The economics of mobile solar for all-electric trades businesses are becoming meaningfully compelling. Commercial electricity rates in many US markets have increased substantially over the past few years, and companies running all-electric equipment that recharges at a facility each night face compounding exposure to grid pricing. A self-contained solar trailer converts that ongoing operating cost into a single capital investment, with sunlight as the fuel from there. For comparison, a portable generator sized to charge a similar load of batteries would typically burn $2 to $3 of fuel per hour in normal use, adding up quickly across a full working season. The solar trailer has no ongoing fuel cost once built, and it charges during working hours, meaning the equipment arrives home partially recharged and ready for the next day rather than starting from depleted. Steve notes he built a second trailer for a friend in a single day after completing this first one, suggesting the build process becomes considerably faster once the component decisions are settled.

The build went through more iteration than the final product suggests. The battery mount required two complete redesigns: a foam-and-strap method was removed and replaced with a rubber stopper and neoprene foam approach using angle iron brackets cut from material that came with the mower at purchase. The roof mounting also took planning: super strut rails run the length of the 14-foot trailer on snap-and-rack base mounts with integrated rubber seals, elevated just enough off the roof surface to account for the warped metal on this 17-year-old trailer. Flexible conduit rather than rigid metal conduit runs the outlet circuits specifically to prevent road vibrations from wearing through wire insulation over time. The inverter grounding in a mobile application is handled as bonding rather than grounding to Earth, with the inverter casing, battery enclosure, and solar panel rack all connected to the metal trailer frame. The full wiring daisy chains the six panels from front to back in series, with a single positive lead from the first panel running back through the roof penetration to the inverter.

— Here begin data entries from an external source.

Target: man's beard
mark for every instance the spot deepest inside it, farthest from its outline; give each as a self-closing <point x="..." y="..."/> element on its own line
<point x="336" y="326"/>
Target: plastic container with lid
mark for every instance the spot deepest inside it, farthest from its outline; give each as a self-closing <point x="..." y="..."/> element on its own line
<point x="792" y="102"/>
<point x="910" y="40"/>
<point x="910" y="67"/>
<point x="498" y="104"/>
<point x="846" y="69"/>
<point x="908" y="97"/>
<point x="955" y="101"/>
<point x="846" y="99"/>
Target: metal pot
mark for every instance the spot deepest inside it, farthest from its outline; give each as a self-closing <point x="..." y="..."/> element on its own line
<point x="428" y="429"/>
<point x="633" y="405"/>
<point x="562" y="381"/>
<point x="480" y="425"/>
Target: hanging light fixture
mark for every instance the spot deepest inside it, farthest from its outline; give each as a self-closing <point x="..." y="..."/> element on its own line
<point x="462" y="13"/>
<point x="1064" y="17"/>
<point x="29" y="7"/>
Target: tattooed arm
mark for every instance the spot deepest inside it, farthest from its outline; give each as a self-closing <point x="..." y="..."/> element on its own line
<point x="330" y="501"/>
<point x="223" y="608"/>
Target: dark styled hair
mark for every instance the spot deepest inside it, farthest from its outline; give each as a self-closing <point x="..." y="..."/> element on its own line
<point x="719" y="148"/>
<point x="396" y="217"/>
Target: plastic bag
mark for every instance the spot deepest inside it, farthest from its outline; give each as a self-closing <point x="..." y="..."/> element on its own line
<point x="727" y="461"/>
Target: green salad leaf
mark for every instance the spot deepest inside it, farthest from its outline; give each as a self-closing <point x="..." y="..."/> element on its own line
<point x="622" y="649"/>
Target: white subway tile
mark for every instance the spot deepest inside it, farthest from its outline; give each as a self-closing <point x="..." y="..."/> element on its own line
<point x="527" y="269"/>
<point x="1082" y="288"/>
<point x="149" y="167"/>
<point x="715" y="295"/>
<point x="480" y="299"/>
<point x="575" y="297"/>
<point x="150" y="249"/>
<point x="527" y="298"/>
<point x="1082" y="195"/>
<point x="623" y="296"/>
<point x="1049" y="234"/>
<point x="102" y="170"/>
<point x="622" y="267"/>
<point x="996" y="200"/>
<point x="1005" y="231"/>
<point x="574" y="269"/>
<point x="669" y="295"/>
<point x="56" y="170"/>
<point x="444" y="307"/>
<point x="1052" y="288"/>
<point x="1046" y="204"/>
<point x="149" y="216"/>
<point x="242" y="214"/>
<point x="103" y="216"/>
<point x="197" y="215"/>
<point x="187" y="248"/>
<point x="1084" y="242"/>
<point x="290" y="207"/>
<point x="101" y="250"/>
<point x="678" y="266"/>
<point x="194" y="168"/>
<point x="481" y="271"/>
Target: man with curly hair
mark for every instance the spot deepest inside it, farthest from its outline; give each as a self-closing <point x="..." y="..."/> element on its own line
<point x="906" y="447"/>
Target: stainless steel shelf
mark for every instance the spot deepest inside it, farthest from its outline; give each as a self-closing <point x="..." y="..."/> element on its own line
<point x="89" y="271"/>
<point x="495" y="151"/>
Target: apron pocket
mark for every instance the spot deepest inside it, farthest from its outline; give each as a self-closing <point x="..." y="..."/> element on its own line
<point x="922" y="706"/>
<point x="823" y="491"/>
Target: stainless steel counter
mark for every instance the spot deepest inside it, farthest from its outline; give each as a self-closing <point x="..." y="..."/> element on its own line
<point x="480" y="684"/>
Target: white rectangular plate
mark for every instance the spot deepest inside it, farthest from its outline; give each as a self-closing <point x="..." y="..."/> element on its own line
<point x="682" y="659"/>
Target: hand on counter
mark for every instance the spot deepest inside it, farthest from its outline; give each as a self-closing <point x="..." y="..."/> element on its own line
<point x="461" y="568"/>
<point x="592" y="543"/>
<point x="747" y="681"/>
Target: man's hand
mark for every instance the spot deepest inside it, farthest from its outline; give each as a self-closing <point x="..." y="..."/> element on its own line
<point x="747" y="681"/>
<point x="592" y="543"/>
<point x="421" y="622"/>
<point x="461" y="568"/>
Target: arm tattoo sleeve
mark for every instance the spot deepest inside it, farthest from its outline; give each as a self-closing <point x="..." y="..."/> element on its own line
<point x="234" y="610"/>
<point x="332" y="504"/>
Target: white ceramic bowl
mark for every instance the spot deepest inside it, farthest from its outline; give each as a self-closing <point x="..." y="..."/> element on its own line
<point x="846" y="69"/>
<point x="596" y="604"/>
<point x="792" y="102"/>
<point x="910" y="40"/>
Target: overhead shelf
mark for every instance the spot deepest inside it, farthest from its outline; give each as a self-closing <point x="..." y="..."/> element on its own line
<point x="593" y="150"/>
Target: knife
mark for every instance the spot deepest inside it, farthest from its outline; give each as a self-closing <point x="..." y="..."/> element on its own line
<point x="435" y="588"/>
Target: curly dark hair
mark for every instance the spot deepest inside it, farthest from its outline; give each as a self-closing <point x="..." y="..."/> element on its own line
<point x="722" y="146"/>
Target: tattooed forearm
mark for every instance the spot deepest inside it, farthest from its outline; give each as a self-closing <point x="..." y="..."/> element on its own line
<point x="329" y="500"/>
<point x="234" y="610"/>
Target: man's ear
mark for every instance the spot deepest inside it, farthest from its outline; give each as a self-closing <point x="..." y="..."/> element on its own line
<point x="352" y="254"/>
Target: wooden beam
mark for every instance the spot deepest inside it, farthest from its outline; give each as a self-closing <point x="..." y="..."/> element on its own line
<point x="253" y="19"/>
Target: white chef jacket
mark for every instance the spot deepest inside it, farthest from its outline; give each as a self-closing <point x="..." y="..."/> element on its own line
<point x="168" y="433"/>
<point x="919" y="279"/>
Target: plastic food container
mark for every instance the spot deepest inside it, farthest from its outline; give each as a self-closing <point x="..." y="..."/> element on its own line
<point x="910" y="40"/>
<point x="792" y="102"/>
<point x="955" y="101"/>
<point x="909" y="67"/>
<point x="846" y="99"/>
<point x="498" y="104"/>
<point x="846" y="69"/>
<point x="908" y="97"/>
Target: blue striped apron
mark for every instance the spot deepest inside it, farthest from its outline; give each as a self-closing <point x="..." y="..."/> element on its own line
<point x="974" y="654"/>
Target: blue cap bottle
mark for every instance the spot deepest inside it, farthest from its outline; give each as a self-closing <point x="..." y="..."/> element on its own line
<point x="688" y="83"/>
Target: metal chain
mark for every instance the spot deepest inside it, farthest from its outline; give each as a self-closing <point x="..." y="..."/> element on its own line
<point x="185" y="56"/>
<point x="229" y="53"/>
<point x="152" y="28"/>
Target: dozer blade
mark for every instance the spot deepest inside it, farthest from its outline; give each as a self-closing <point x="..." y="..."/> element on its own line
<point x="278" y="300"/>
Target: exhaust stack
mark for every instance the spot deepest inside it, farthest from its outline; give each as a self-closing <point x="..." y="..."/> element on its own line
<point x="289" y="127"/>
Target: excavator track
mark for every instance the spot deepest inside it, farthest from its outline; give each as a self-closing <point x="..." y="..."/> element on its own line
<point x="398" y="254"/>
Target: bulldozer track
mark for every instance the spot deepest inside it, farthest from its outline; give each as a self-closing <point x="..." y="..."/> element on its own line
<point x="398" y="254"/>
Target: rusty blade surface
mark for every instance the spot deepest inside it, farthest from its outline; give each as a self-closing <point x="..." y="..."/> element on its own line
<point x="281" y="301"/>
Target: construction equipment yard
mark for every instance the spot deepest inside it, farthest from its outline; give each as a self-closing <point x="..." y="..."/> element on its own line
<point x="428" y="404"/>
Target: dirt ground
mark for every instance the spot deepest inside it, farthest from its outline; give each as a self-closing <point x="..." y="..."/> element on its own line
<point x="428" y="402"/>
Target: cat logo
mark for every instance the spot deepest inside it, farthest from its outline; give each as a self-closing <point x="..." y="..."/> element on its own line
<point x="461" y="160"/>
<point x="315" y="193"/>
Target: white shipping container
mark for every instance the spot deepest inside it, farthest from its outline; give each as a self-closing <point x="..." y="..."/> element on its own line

Bottom line: This is the right proof of concept for anyone running an all-electric trades fleet and wondering whether on-site solar charging makes financial sense. The 780-watt real-world output in full sun meaningfully replaces what the equipment would otherwise pull from the grid overnight. The build is not trivial, and mobile inverter grounding has specific requirements that differ from a residential install. Steve flags this honestly and invites expert corrections, which is the appropriate posture. If you are considering something similar, this video is a thorough starting point rather than a shortcut.